For the left half circuit,
$v_{out1}=-g_m\left(5R\right)\frac{v_{in}}{2}$
For the right half circuit,
$v_{out2}=-5g_m\left(R\right)\frac{-v_{in}}{2}$
So, $A_{dm}=\frac{v_{out1}-v_{out2}}{v_{in}}=-5g_mR$ which is
matching with the answer. But I would like to say, it's not the
right way as your assumption of virtual ground is completely wrong.
But it's also important to know, then why is it giving the right
answer? Let's find out. For that, we have to know, whether the
differential gain depends on the value of $v_x$ or not.

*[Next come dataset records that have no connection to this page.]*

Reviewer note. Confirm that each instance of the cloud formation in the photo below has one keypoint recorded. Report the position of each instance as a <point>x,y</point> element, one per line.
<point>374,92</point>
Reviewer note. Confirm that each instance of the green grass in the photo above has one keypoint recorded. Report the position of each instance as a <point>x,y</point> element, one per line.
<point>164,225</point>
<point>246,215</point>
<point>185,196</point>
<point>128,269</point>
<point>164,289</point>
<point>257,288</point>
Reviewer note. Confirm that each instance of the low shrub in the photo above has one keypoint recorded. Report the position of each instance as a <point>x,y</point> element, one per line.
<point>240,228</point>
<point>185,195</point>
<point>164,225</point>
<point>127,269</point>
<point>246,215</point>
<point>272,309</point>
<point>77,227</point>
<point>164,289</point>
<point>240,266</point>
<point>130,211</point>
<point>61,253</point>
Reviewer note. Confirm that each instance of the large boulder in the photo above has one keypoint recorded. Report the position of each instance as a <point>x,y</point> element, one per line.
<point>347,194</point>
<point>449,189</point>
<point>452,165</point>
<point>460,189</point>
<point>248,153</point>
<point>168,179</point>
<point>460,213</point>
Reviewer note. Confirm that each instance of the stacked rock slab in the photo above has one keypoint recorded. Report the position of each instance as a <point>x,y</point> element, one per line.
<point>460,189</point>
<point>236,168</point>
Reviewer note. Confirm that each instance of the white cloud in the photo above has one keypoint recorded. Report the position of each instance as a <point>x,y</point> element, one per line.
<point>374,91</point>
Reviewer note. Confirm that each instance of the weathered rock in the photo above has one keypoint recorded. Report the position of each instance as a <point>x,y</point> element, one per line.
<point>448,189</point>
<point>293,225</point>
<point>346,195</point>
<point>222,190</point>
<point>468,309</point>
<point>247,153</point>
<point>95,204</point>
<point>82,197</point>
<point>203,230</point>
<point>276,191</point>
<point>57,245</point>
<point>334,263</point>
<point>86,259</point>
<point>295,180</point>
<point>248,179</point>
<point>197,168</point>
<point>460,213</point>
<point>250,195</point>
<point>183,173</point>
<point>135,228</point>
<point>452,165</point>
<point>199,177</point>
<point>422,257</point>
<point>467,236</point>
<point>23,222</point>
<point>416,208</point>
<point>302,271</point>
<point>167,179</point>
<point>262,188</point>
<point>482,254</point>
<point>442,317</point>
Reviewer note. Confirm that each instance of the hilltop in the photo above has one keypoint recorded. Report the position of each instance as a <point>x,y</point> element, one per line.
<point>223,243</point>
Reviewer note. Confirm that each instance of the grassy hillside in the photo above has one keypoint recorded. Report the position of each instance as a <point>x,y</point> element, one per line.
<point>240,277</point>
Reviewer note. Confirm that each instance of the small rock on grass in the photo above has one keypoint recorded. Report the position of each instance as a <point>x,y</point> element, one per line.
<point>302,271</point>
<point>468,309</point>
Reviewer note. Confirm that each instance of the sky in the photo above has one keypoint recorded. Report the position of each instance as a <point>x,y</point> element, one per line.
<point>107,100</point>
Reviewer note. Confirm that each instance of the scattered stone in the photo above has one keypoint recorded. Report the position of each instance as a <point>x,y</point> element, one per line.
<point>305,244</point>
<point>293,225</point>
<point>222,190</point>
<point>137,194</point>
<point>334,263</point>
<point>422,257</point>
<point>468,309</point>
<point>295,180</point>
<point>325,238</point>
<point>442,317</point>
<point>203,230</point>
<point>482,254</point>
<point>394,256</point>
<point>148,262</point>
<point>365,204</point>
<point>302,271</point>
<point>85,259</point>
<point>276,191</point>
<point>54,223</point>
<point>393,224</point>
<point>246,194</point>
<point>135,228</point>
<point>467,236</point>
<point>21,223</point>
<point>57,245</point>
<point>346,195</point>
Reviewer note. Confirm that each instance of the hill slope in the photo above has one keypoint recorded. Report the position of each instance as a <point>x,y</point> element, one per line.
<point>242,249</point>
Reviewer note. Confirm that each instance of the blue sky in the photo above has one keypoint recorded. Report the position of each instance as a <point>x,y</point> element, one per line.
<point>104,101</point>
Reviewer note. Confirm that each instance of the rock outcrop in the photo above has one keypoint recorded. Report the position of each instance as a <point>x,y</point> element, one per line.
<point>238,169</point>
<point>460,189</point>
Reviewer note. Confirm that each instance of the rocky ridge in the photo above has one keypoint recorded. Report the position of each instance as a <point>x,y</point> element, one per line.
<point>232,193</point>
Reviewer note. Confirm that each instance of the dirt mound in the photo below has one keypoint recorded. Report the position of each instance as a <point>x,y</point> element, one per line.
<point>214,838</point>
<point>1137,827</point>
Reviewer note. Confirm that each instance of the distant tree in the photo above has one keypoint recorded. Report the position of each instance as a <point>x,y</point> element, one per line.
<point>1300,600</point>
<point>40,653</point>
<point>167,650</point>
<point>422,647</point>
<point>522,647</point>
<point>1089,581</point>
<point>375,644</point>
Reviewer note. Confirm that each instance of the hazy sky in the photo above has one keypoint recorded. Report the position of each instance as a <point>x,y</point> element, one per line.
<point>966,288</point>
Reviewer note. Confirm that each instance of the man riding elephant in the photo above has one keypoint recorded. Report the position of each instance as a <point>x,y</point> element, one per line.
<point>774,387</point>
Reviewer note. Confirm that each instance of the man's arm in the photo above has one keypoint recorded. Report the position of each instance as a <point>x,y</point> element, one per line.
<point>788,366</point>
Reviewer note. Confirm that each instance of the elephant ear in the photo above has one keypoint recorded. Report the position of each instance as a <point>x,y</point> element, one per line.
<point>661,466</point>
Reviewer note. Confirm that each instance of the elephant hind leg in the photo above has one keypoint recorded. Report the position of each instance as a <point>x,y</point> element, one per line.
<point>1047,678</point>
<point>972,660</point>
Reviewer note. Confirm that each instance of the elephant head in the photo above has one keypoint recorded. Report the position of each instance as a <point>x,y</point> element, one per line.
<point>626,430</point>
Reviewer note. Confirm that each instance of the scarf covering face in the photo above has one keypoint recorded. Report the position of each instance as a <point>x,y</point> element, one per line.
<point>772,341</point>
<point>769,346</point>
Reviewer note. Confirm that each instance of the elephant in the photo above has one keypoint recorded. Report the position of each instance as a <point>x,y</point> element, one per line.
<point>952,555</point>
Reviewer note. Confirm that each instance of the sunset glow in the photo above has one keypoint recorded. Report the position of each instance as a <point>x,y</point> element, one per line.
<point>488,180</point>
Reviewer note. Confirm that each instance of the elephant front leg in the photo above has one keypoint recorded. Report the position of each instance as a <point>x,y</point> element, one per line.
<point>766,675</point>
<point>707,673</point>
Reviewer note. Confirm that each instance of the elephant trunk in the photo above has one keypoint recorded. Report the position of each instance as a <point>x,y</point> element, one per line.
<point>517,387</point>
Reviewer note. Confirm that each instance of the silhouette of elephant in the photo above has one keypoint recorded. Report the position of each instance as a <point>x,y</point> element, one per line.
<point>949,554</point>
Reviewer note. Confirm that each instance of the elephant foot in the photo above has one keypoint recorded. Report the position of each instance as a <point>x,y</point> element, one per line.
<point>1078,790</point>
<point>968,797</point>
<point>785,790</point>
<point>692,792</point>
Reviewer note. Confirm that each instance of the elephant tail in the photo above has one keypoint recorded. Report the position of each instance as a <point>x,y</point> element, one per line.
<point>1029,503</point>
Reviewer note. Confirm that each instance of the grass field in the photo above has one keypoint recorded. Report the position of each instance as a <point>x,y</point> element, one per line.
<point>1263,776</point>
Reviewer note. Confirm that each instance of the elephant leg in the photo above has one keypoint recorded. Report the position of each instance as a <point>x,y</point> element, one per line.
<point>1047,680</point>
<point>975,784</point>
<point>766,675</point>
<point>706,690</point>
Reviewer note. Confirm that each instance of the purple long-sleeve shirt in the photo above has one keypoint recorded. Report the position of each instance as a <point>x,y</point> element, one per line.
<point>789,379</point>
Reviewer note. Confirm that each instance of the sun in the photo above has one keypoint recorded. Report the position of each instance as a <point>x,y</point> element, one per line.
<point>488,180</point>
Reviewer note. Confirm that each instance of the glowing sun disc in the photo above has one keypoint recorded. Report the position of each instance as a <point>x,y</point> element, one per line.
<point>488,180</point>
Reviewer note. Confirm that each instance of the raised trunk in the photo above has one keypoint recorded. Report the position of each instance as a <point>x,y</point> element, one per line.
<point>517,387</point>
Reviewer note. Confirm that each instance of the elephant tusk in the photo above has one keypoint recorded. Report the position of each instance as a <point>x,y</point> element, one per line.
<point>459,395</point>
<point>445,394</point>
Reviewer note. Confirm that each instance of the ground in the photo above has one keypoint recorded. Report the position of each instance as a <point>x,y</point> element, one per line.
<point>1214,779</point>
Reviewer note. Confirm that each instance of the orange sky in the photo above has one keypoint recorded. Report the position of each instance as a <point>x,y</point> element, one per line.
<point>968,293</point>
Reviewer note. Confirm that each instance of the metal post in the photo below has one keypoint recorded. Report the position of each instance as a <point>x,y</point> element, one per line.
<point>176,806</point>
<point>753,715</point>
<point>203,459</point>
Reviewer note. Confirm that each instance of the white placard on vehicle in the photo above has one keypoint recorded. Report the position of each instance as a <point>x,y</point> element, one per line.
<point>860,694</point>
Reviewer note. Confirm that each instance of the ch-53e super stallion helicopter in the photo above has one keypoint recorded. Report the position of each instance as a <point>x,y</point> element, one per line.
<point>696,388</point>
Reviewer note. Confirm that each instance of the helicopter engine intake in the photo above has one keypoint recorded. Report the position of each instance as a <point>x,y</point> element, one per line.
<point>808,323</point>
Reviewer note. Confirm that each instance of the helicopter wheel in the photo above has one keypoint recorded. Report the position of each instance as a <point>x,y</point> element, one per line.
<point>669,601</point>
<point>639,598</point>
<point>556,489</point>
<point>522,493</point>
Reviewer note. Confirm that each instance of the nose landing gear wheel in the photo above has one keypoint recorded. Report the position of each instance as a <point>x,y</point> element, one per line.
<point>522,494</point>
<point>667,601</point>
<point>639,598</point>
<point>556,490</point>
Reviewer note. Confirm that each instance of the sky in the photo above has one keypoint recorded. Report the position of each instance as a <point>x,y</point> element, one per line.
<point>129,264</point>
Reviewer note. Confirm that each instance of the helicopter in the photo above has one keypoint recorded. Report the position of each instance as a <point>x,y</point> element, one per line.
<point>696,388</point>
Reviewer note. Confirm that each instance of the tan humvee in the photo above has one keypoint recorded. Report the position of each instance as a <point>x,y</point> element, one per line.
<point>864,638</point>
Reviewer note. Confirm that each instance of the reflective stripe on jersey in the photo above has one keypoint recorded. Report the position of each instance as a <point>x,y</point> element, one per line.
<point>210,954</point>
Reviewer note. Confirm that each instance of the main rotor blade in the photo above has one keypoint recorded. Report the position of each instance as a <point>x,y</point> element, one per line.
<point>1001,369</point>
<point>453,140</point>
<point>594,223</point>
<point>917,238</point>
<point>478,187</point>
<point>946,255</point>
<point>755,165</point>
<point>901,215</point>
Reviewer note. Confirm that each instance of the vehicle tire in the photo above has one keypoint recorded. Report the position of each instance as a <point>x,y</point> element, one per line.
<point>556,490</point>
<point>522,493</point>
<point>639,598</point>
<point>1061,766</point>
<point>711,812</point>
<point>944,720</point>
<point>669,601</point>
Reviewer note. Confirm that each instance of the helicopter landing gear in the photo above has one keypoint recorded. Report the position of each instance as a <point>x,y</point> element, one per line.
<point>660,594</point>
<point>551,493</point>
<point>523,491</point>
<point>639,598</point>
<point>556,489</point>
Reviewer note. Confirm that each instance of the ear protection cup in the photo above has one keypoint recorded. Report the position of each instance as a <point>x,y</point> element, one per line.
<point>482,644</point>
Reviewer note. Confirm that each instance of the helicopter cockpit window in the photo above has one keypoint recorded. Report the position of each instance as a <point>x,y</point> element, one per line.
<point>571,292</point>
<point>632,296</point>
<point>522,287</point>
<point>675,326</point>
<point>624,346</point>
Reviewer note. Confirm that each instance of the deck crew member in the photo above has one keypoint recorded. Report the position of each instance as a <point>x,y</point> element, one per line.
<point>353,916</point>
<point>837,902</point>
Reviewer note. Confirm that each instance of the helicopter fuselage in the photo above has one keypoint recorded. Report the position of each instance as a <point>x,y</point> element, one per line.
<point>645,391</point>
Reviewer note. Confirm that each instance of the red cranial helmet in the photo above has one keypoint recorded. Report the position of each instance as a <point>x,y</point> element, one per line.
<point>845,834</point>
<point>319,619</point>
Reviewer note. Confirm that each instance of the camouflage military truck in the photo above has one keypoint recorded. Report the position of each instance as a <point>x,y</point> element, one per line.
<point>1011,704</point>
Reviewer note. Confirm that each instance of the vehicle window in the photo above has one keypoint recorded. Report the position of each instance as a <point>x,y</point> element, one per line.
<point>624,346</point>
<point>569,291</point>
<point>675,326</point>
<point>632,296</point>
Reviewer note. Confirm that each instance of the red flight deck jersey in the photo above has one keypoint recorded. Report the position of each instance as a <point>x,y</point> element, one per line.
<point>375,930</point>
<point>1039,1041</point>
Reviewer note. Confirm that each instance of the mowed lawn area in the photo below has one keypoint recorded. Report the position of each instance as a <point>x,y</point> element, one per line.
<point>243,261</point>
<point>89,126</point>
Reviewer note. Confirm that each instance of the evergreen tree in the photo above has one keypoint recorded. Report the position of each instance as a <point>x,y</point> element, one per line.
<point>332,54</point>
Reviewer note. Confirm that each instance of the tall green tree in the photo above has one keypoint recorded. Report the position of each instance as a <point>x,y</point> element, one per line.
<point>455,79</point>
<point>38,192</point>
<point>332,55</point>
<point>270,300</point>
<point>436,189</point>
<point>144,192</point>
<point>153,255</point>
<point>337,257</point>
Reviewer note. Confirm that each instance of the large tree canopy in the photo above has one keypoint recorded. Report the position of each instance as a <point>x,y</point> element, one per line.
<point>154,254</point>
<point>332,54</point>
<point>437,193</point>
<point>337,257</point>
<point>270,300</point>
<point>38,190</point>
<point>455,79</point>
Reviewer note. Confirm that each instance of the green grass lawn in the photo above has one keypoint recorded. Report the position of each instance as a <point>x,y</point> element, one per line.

$i_1=g_{m1}v_{gs1}=g_m\left(\frac{v_{in}}{2}-v_x\right)$
$\Rightarrow
v_{out1}=-i_1\left(5R\right)=-\left(5R\right)g_m\left(\frac{v_{in}}{2}-v_x\right)$
$i_2=g_{m2}v_{gs2}=5g_m\left(-\frac{v_{in}}{2}-v_x\right)$
$\Rightarrow
v_{out2}=-i_2\left(R\right)=-\left(5R\right)g_m\left(-\frac{v_{in}}{2}-v_x\right)$
$v_{out1}-v_{out2}=-\left(5R\right)g_m\left(\frac{v_{in}}{2}-v_x\right)+\left(5R\right)g_m\left(-\frac{v_{in}}{2}-v_x\right)$
$\Rightarrow
v_{out1}-v_{out2}=-5g_mRv_{in}+5Rv_x-5Rv_x=-5g_mRv_{in}$
So, basically the terms containing $v_x$ are cancelling each
other, that's why the differential gain is not depending on the
value of $v_x$. But for dc wise imbalanced circuit, it won't
happen and the answer will be wrong if you consider $v_x$ as
virtual ground.
I hope, next time you won't face any confusion related to half
circuit analysis or virtual ground. Happy learning.